I have a dataframe in which I want to use certain values as hash keys / dictionary keys (or whatever you call it in your language of choice) for other values in that dataframe. Say I have a dataframe like this which I've read in from a large csv file (only first row shown):

  Plate.name QN.number Well Allele.X.Rn Allele.Y.Rn Call
1 Plate 1_A1    QN2200   A     1.766       2.791    Both 

which in R code would be:

 structure(list(Plate.name = structure(1L, .Label = "Plate 1_A1", class = "factor"), 
    QN.number = structure(1L, .Label = "QN2200", class = "factor"), 
    Well = structure(1L, .Label = "A1", class = "factor"), Allele.X.Rn = 1.766, 
    Allele.Y.Rn = 2.791, Call = structure(1L, .Label = "Both", class = "factor")), .Names = c("Plate.name", 
"QN.number", "Well", "Allele.X.Rn", "Allele.Y.Rn", "Call"), class = "data.frame", row.names = c(NA, 
-1L))

THe QN.numbers are unique IDs in my dataset. How do I then retrieve data using the QN.number as a reference for the other values, that is to say I want to know the Call or the Allele.X.Rn for a given QN.number? It seems row.names might do the trick but then how would I use them in this instance?

arandomlypickedname
  • 1,349
  • 1
  • 11
  • 12
  • +1 for a reproducible example and well-asked question. – Ari B. Friedman Jul 25 '11 at 10:12
  • Row names in a data frame must me unique (as in a hash or dictionary), so you might want to do that check before you use QN.number in row.names(). Something like `sum(tapply(d$a,d$a,length)>1)` will tell you how many duplicates are in column a of data frame d. –  Jul 25 '11 at 16:40
  • Ah yes thanks Seth, I should have mentioned that the QN.number is a unique ID. I'll edit the question – arandomlypickedname Aug 02 '11 at 04:15

3 Answers3

5

Using row.names is like this:

> row.names(d)=d$QN.number
> d["QN2200",]
       Plate.name QN.number Well Allele.X.Rn Allele.Y.Rn Call
QN2200 Plate 1_A1    QN2200   A1       1.766       2.791 Both
> d["QN2201",]
   Plate.name QN.number Well Allele.X.Rn Allele.Y.Rn Call
NA       <NA>      <NA> <NA>          NA          NA <NA>

You just use the row name as the first parameter in the subsetting. You can also use multiple row names:

> d=data.frame(a=letters[1:10],b=runif(10))
> row.names(d)=d$a
> d[c("a","g","d"),]
  a         b
a a 0.6434431
g g 0.6724661
d d 0.9826392

Now I'm not sure how clever this is, and whether it does sequential search for each row name or faster indexing...

Spacedman
  • 92,590
  • 12
  • 140
  • 224
  • This method may give unexpected results due to row.names partial matching. More info here => https://stackoverflow.com/questions/34233235/r-returning-partial-matching-of-row-names – 3r1d May 17 '23 at 18:03
4

Use subset.

 subset(your_data, QN.number == "QN2200", Allele.X.Rn)

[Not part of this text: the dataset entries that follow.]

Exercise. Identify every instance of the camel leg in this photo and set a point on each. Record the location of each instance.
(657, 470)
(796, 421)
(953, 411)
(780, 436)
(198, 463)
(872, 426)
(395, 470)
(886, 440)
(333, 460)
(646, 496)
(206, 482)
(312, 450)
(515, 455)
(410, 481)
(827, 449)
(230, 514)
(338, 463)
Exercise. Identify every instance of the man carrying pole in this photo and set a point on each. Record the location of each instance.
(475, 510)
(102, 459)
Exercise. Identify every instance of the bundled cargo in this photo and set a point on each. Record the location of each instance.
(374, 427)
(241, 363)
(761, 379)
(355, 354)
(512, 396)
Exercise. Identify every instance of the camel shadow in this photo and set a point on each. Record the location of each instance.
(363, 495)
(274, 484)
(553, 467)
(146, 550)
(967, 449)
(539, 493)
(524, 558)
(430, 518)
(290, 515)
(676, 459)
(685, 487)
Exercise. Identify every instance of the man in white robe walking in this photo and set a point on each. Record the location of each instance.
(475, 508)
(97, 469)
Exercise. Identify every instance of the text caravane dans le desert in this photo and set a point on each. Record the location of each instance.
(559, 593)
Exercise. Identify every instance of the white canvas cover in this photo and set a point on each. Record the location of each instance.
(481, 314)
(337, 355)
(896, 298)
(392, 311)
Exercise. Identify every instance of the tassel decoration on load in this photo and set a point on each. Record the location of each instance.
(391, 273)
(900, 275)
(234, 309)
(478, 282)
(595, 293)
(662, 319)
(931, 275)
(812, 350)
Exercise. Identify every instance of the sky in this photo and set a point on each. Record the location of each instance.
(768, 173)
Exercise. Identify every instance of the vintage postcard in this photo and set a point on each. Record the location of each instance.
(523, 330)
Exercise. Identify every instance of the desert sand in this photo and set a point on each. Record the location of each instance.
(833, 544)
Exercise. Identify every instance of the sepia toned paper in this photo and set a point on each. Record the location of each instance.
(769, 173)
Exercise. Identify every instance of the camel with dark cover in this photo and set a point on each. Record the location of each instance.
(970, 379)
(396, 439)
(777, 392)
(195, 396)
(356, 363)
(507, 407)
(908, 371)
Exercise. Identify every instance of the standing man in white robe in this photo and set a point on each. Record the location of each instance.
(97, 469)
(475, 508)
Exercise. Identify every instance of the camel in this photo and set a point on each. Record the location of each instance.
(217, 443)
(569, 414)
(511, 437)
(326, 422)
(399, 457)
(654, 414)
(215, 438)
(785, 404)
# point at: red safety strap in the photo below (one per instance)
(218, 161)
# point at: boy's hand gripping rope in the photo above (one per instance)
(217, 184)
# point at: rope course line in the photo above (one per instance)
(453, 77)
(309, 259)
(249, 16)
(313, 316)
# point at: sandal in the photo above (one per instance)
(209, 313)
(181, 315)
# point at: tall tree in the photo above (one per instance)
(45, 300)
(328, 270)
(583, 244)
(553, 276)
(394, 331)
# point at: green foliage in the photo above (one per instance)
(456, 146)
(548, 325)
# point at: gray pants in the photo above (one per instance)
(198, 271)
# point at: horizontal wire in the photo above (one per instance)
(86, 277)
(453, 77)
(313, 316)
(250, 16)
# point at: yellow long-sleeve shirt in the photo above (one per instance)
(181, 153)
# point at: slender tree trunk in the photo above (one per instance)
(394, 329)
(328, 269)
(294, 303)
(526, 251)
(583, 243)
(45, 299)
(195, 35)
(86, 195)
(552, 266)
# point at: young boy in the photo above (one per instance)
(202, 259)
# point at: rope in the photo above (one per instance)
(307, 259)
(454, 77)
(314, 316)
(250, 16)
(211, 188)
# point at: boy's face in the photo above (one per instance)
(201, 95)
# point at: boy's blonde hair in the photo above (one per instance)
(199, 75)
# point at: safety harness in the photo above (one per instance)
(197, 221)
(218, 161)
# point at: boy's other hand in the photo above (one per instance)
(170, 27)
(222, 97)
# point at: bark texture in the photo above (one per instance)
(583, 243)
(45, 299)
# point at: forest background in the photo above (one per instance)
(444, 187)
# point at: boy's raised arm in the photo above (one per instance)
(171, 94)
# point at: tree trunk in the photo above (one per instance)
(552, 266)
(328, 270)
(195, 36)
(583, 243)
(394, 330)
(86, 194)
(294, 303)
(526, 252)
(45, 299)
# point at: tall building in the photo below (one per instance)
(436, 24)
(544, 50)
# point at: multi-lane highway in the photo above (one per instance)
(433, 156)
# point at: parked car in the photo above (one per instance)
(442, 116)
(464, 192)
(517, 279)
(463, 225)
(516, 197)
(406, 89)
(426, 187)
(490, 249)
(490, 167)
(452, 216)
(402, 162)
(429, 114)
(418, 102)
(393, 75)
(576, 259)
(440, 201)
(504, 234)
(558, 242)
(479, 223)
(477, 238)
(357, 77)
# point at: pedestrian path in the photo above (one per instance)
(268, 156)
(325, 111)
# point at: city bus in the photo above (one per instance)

with provides an alternative; here the output is a vector rather than another data frame.

with(your_data, Allele.X.Rn[QN.number == "QN2200"])
Richie Cotton
  • 118,240
  • 47
  • 247
  • 360
  • I can get subset to work on the limited test dataset I've provided but I can't get it for the life of me to work on the real data set: the dreaded "undefined columns selected" error – arandomlypickedname Aug 02 '11 at 08:55
1

Assuming that we're storing our data frame in a variable name--I'll call it dataframe for now--the following should do it:

dataframe$Allele.X.Rn[which(dataframe$Qn.number == <whatever>)]

Where, of course <whatever> is the number that you'd like to use for Qn.number.